Most senior technology executives have a good sense of the huge value that comes from comparing notes and impressions with one’s peers about industry trends, techniques, project approaches, even vendors. Networking, appropriately handled, can enable you to find out all sorts of “lessons learned” without having to go through the pain of learning them the hard way.
But as with most things, there are effective and less effective ways of going about that sort of networking. For a long time, I looked to industry conferences to provide this sort of connection and exposure to a wider and wiser set of peers. But despite a few positive experiences, I’ve changed my mind in general about the utility of conferences.
Aside from technical exposition and tutorials, most industry conference sessions revolve around case studies. And oh, what cases they are, according to the presenters. Quite typically, everything is golden, nothing has ever gone awry or possibly could. Their own approach is the only one conceivable for success. “This one goes to 11” seems to be their slogan. The presenters seem to think that the more enticingly they portray their project and approach, the greater value they’ll provide to their audience.
And as for dialog? I’ve found, through painful experience, that the kinds of questions typically asked at conference sessions are most often designed to make the questioner himself look really smart. They’re often not even real questions, more lengthy expositions. We’ve all encountered that sinking “captive audience” feeling you get when you realize that such a questioner, a zealot of one flavor or another, has commandeered the audience microphone and is out there grinding his or her axe, and that someone is going to have to deal with it. Awkwardness pervades the session until a moderator or a fellow participant finally speaks up and shuts it down. That’s not dialog. That’s not networking. Even hallway conversations at such conferences can be filled with similar self-aggrandizing.
But this syndrome is actually deeper than something you just see at conferences. I would submit that it is unfortunately characteristic (admittedly in the extreme case) of what often plagues IT spokespeople in general, as they present before senior management or their board. We all want to be valued and highly regarded, and somehow, many of us decide that the best way to achieve that is to tout the bright side of our coins and leave any dark sides unmentioned or glossed over.
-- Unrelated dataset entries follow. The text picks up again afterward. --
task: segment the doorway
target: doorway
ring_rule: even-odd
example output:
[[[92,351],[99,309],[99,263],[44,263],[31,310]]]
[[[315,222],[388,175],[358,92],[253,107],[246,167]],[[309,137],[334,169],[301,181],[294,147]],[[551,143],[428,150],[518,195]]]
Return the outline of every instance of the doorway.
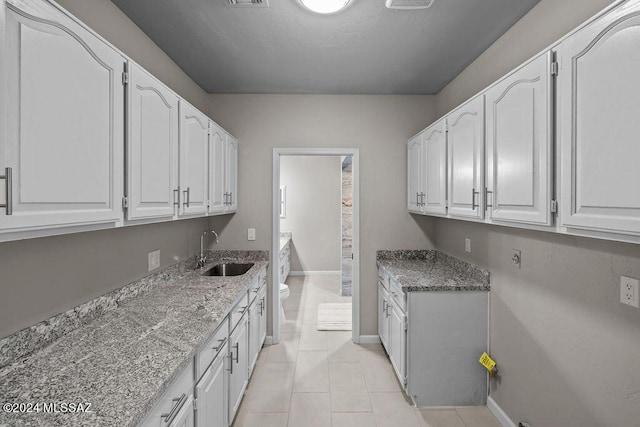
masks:
[[[293,189],[287,189],[282,185],[281,172],[283,163],[287,163],[292,156],[305,157],[333,157],[338,165],[338,189],[339,190],[339,230],[338,247],[335,249],[335,257],[338,259],[338,273],[341,276],[336,288],[336,292],[345,295],[343,292],[351,293],[351,323],[352,323],[352,340],[359,342],[360,340],[360,316],[359,316],[359,182],[358,182],[358,149],[348,148],[274,148],[273,149],[273,239],[272,239],[272,342],[280,341],[280,274],[281,269],[275,265],[279,261],[281,249],[281,220],[282,216],[286,218],[290,215],[291,208],[294,207],[295,200],[291,199]],[[344,169],[347,169],[348,176],[345,175]],[[345,179],[346,178],[346,179]],[[348,181],[348,184],[345,183]],[[345,194],[345,189],[350,190],[351,194]],[[347,197],[343,197],[347,196]],[[345,206],[346,205],[346,206]],[[348,221],[348,223],[347,223]],[[286,222],[285,222],[286,224]],[[350,231],[350,233],[346,232]],[[289,230],[285,230],[289,231]],[[292,236],[292,242],[295,242],[295,235]],[[294,243],[295,245],[295,243]],[[293,250],[292,256],[293,254]],[[349,258],[348,260],[346,258]],[[292,265],[292,271],[301,265],[300,260],[296,259]],[[296,267],[298,266],[298,267]],[[349,268],[351,267],[351,268]],[[317,272],[312,272],[317,273]],[[335,273],[335,272],[334,272]]]

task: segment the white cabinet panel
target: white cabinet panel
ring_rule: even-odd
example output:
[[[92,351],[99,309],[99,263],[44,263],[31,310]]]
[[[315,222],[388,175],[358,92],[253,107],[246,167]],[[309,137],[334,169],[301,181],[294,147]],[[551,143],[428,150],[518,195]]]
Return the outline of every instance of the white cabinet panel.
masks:
[[[484,217],[484,98],[478,96],[447,116],[449,215]]]
[[[423,139],[423,199],[424,213],[447,213],[447,132],[442,119],[424,131]]]
[[[552,53],[486,94],[487,188],[493,220],[551,225]]]
[[[227,134],[214,122],[209,122],[209,213],[223,213],[226,208],[225,194],[225,147]]]
[[[227,135],[225,152],[225,191],[227,193],[225,212],[231,213],[238,210],[238,140],[231,135]]]
[[[629,2],[558,49],[562,226],[640,235],[639,9]]]
[[[249,325],[244,315],[229,337],[229,422],[240,407],[249,378]]]
[[[20,231],[122,219],[123,57],[47,3],[6,3],[7,140]],[[4,181],[3,181],[4,184]]]
[[[409,212],[422,213],[422,134],[407,143],[407,208]]]
[[[256,280],[259,279],[256,277]],[[260,318],[262,306],[259,298],[253,300],[249,305],[249,376],[253,372],[258,356],[260,355]]]
[[[258,350],[262,350],[262,345],[264,344],[264,340],[267,338],[267,276],[266,271],[264,275],[261,276],[261,279],[264,283],[262,284],[262,288],[260,288],[260,293],[258,294],[258,298],[260,298],[260,328],[259,328],[259,338],[258,338]]]
[[[180,215],[207,213],[209,119],[180,101]]]
[[[391,365],[393,366],[400,383],[404,387],[407,381],[406,352],[407,352],[407,331],[405,330],[406,317],[400,308],[393,303],[387,305],[389,310],[389,340],[387,351]]]
[[[378,284],[378,335],[380,342],[389,352],[389,293]]]
[[[128,219],[174,215],[178,194],[178,97],[129,65]]]
[[[221,349],[209,369],[196,386],[198,427],[227,427],[227,383],[225,375],[225,355],[227,345]]]

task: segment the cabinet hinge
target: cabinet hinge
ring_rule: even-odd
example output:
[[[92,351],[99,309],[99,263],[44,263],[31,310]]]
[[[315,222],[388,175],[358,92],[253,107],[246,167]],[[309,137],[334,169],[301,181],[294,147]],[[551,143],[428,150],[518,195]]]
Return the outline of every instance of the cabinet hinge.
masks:
[[[122,209],[127,209],[129,207],[129,198],[128,197],[123,197],[122,198]]]
[[[197,397],[195,399],[193,399],[193,410],[194,411],[198,410],[198,398]]]
[[[126,71],[122,72],[122,84],[123,85],[129,84],[129,73]]]
[[[408,325],[407,325],[407,321],[404,321],[404,330],[406,331],[408,329]]]
[[[553,61],[551,63],[551,75],[552,76],[558,75],[558,61]]]
[[[407,377],[406,376],[402,380],[402,385],[405,386],[405,388],[407,387]]]
[[[558,213],[558,201],[555,199],[551,200],[551,213]]]

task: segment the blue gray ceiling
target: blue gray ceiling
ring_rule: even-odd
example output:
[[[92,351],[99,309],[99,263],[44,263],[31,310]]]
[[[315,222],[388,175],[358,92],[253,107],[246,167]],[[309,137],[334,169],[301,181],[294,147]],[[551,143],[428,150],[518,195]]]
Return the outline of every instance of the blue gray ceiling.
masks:
[[[112,0],[207,92],[333,94],[436,94],[538,1],[352,0],[322,16],[297,0]]]

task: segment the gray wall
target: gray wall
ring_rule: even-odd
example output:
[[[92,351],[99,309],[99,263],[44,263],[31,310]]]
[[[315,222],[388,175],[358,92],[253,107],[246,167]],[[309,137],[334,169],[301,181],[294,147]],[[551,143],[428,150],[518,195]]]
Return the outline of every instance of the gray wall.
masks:
[[[292,271],[340,271],[342,162],[340,156],[283,156],[280,185],[287,187],[280,231],[293,233]]]
[[[439,94],[439,115],[609,3],[542,0]],[[640,277],[640,246],[448,219],[436,230],[439,249],[491,271],[491,395],[513,421],[638,425],[640,310],[620,304],[619,276]]]
[[[221,247],[270,250],[274,147],[360,149],[360,327],[363,335],[377,335],[375,251],[432,247],[434,220],[407,213],[405,147],[433,121],[434,97],[211,95],[210,100],[211,115],[240,139],[238,213],[228,224],[211,220],[216,231],[223,230]],[[249,227],[256,228],[255,242],[247,241]]]
[[[207,111],[208,95],[109,0],[59,3]],[[0,337],[147,275],[147,253],[166,267],[199,250],[208,220],[135,226],[0,243]]]

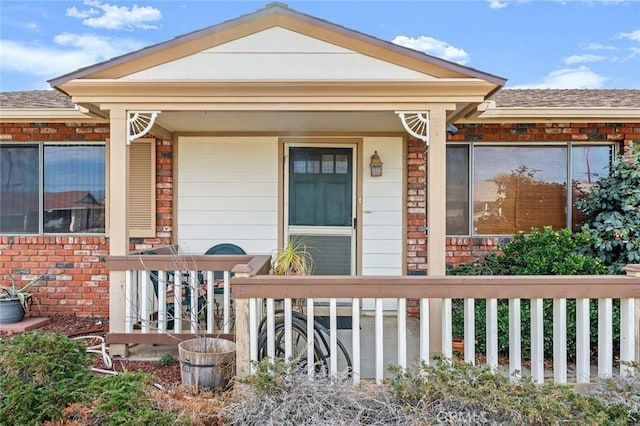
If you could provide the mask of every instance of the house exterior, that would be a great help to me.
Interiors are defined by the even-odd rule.
[[[50,84],[0,94],[0,275],[45,274],[45,314],[121,316],[106,257],[162,245],[296,237],[319,274],[443,275],[577,226],[640,143],[640,90],[504,90],[281,4]]]

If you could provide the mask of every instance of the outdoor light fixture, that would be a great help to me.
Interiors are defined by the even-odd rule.
[[[369,163],[369,167],[371,167],[372,177],[382,176],[382,161],[380,160],[378,151],[373,152],[373,155],[371,156],[371,163]]]

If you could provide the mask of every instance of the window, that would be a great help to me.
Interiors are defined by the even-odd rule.
[[[612,145],[448,146],[447,234],[577,229],[571,206],[607,175],[612,156]]]
[[[104,145],[0,145],[0,197],[1,233],[104,233]]]

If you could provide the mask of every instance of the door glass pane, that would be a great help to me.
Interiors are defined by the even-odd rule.
[[[44,147],[44,232],[104,232],[104,151],[100,145]]]
[[[37,233],[37,145],[0,146],[0,232]]]
[[[322,154],[322,173],[333,173],[333,155]]]
[[[314,155],[309,159],[307,163],[307,172],[308,173],[320,173],[320,158],[317,155]]]
[[[347,174],[349,173],[349,156],[338,154],[336,155],[336,173]]]
[[[567,226],[567,148],[474,149],[473,224],[477,234]]]
[[[578,210],[576,200],[591,191],[598,179],[609,176],[609,165],[613,160],[611,145],[586,146],[571,148],[571,227],[579,231],[584,216]]]
[[[447,147],[447,235],[469,235],[469,147]]]
[[[293,161],[293,173],[306,173],[307,171],[307,162],[304,160],[294,160]]]

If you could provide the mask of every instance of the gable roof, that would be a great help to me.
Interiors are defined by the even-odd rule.
[[[438,78],[473,78],[502,86],[505,79],[474,68],[446,61],[396,45],[361,32],[294,11],[282,3],[271,3],[254,13],[91,65],[49,80],[59,87],[76,79],[117,79],[193,55],[268,28],[281,27],[308,35],[336,46],[345,47],[374,58],[424,72]]]

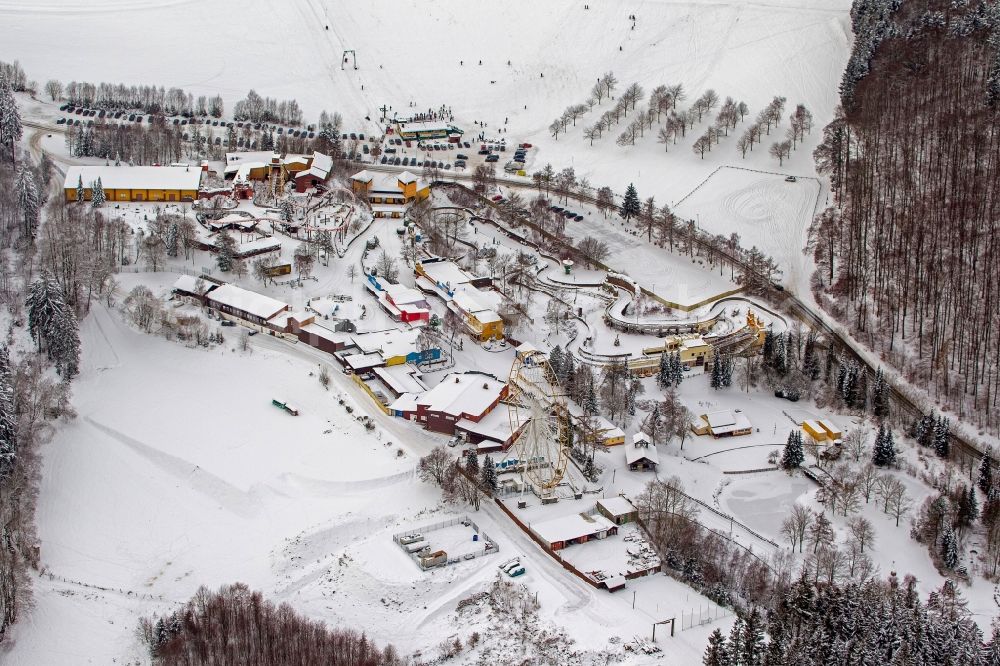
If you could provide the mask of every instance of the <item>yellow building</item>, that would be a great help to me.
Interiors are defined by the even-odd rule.
[[[803,421],[802,429],[817,442],[825,442],[830,438],[830,434],[826,429],[816,421]]]
[[[681,363],[686,366],[707,365],[712,360],[712,345],[705,342],[700,335],[674,335],[664,339],[663,344],[656,347],[647,347],[642,350],[646,356],[659,356],[660,354],[673,354],[677,352]],[[643,359],[640,362],[636,359],[634,368],[629,369],[638,374],[653,374],[659,368],[659,358]]]
[[[351,176],[351,189],[368,200],[375,217],[402,217],[406,204],[426,199],[430,185],[409,171],[400,174],[359,171]]]
[[[196,166],[71,166],[63,184],[66,201],[90,201],[100,180],[106,201],[194,201],[202,171]]]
Let’s look at an example, in the form of a recent article about the fabulous success of Agile approach at eBay. Read the article; you won’t find a single wisp of a thought about any downsides, any blemishes, that occurred along the way. It was all golden, apparently. You see only references on how “to out-think and out-execute the competition”; or, “deliver useful information in days instead of months.” Can you say “silver bullet”?
Presenting any complex endeavor in nothing but glowing terms is to willfully forge an illusion, of course, not just at a conference or in an article, but at a board meeting as well. Somehow, the “case study” style of presentation tends to feature just that sort of dubious strutting, an implicit declaration that “everything went great.” Yet recognize that the people you’re presenting to are accustomed to piercing through that sort of bullpucky every day from vendors they deal with; you’ve lost your audience as soon as they figure out that you’re of similar ilk. It’s a similar deaf ear to the ones that teenagers turn when their parent tells them again and again about trudging ten miles through the snow to get to school, uphill, both ways. It’s a fish story.
The broader issue of how to present to one’s own management is something I’ve discussed elsewhere. But on the specific issue of finding a better solution to accomplish most of the goals that people hope to achieve by attending conferences? Local peer groups with regular meetings. Well-facilitated and attended peer groups, in my experience, can provide benefits that most conferences can’t or don’t: far greater continuity, candor, dialog, and, yes, screening. Most are participation by invitation only. And in such a setting, people stop having their principal goal being to impress others, and turn to looking to glean and impart useful information and tips above all. The best of the ones I’ve participated in adopt a tenet of “what’s said in the room stays in the room,” which greatly encourages candor and maximizes the true practical utility of the discussion.
Case studies and anecdotes are interesting, but my point is that conferences typically consist of lots of these, all golden, implausibly strung together back-to-back. And as I’m fond of saying, the plural of anecdote is not data. Many conference presentations are, at least in some sense, nothing but elaborate sales jobs. And if you really went to the conference for networking and learning, you want dialog, not sales.